This in from Carol.
Seward, Alaska Sporadic Bird Report
Thursday, June 8, 2011
Sunrise 4:36 am, sunset 11:18 pm, length of day 18 hours, 42 minutes. Tomorrow will be 2 minutes and 0 seconds longer, an ever-diminishing increase as the sun races to the Summer Solstice.
Weather: "Mostly cloudy with isolated showers" seems to be the default weather forecast for June so far with temperatures in the upper 40s to low 50s interspersed with surprise blue-sky cameo appearances. In contrast to the usual gray skies, greens of every hue dominate the landscape from the ground to the treetops. Mayday trees (aka Bird Cherry) and many shrubs such as red elderberry and high bush cranberry are flowering, starting the process of producing fruit for the birds. Sunny yellow dandelions, the cheerful invasive, are already going to seed, attracting hungry PINE SISKINS.
June 7th: The STELLER'S JAY babies are still in the nest, quiet as rocks until the dog barked and then they all sounded off, begging loudly. CHESTNUT-BACKED CHICKADEES gleaned insects that were busily chewing holes in the new leaves, for their nestlings. Ava reported HAIRY WOODPECKER dads bringing their first fledged babies to visit her feeders. As each baby subsequently fledges, he will introduce it to her suet feeders while mom attends to the nestlings. A VIOLET-GREEN SWALLOW peeked out of a nest box. DOWNY WOODPECKERS, SONG SPARROW pair, BLACK-CAPPED CHICKADEES, PINE GROSBEAKS, and a bright VARIED THRUSH visited while I watched. A curious PINE SISKIN tried to land on my slippery camera while many others squabbled over the Niger seed sock. A dazzling RUFOUS HUMMINGBIRD male zoomed into the yard, but did not linger.
Down at the pilings just south of the harbor uplands, I counted over 30 DOUBLE-CRESTED CORMORANTS. The lucky ones sat on the pilings, preening and looking nonchalant, while the others futilely attempted to land, then overshot the mark and splashed into the water. Many appear to be this year's young with a lighter buffy neck and upper breast and darker belly. The breeding adults still sport their fancy white eyebrow plumes.
June 8th: While taking the good dog around the block for the morning walk, I heard an intriguing new bird song. It was not the usual ORANGE-CROWNED, YELLOW, TOWNSEND'S, or YELLOW-RUMPED WARBLER, all of whom were singing. This was a dry, flat, almost insect-like song. I finally managed to find a male BLACKPOLL WARBLER, singing in the thick willows. Perky black beret, white cheeks, streaky brown back, white wing bars, white belly, and golden legs and feet; he's a very handsome warbler. First time in the 'hood!

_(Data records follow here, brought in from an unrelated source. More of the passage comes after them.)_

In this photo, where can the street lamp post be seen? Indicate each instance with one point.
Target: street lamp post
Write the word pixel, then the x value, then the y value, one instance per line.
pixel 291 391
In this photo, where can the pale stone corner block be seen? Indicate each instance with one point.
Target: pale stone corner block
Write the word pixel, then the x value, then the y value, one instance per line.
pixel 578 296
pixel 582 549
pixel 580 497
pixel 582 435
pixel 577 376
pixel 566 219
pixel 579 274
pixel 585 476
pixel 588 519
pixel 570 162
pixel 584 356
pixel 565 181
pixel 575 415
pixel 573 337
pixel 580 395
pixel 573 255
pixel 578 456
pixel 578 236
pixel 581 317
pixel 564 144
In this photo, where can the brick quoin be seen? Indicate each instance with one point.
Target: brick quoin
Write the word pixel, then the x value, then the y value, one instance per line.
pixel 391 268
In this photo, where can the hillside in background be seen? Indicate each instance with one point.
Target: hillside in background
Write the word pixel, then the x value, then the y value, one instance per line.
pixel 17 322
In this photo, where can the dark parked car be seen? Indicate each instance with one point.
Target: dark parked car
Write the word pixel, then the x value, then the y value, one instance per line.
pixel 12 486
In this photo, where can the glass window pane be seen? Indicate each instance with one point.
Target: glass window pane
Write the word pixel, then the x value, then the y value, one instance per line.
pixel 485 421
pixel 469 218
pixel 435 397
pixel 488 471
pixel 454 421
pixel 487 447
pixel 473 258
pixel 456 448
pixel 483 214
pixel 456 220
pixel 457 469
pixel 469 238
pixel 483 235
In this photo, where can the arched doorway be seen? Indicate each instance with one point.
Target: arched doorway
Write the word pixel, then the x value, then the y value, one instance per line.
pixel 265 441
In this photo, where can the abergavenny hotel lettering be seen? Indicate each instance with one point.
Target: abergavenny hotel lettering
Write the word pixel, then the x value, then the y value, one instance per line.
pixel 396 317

A VARIED THRUSH family of at least three fledglings hopped along the ground together near Second Lake. They flew fairly well so have probably been practicing for a week or so as their wings and tail feathers grow in. A pair of very determined BALD EAGLES chased a pathetic, squawking RAVEN overhead through the trees. I wonder what in the world precipitated that huge expenditure of energy? Also heard TOWNSEND'S WARBLERS, and the haunting forest flute of the HERMIT THRUSH.
DIPPER babies have started to fledge. They are round as a ball, all gray with stubby little wings and tails and big feet. Unlike other harried, unkempt parents, the sleek dipper parents seem perfectly groomed, elegant and relaxed. After countless trips to catch macro invertebrates and small fish to stuff into their babies' huge gaping yellow throats, they take time to sing a sweet little song of joy before dashing off once more. Some birds just have class.

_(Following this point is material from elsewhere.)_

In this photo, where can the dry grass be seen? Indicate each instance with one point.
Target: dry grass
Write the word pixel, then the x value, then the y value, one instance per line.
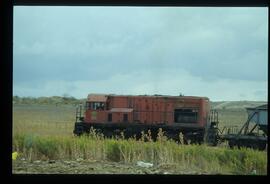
pixel 45 132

NORTHWESTERN CROW babies are also starting to fledge. The babies have delightful blue eyes. While waiting for food service, they peck inquisitively at nearby bark, lichens, and leaves, wondering just where mom and dad find that delicious food. Watch out for their protective parents who will try to keep you away from their nests and fledglings.
June 9th: Hoards of shrieking BLACK-LEGGED KITTIWAKES, MEW GULLS, GLAUCOUS-WINGED GULLS, and ARCTIC TERNS feasted on salmon smolt dashing down to the ocean from their natal streams and lakes and hooligan running up to spawn. BALD EAGLES lined the streamsides like combat fishermen, scattering the gulls into frenzied snow flurries upon takeoff. The sheer numbers of seabirds molting a few feathers each created four distinct white-feathered tide lines at the beach, something I've never noticed before.
LINCOLN'S, SAVANNAH, and SONG SPARROWS picked between the feathers and wrack for tidbits, then sang lustily from the tops of nearby driftwood or grass stems. A pair of SPOTTED SANDPIPERS bobbed along the edge of a stream, very handsome with a black-tipped golden bill, sporty white eye-line stripe, and brown back. The matching brown spots on the bright white front looked lovingly hand painted with a brush. Check for their distinctive white notch just in front of the wing.
Keep those hummer feeders cleaned and filled. No red food coloring is necessary and may harm them. Watch for fledglings of all species in this very special time of year.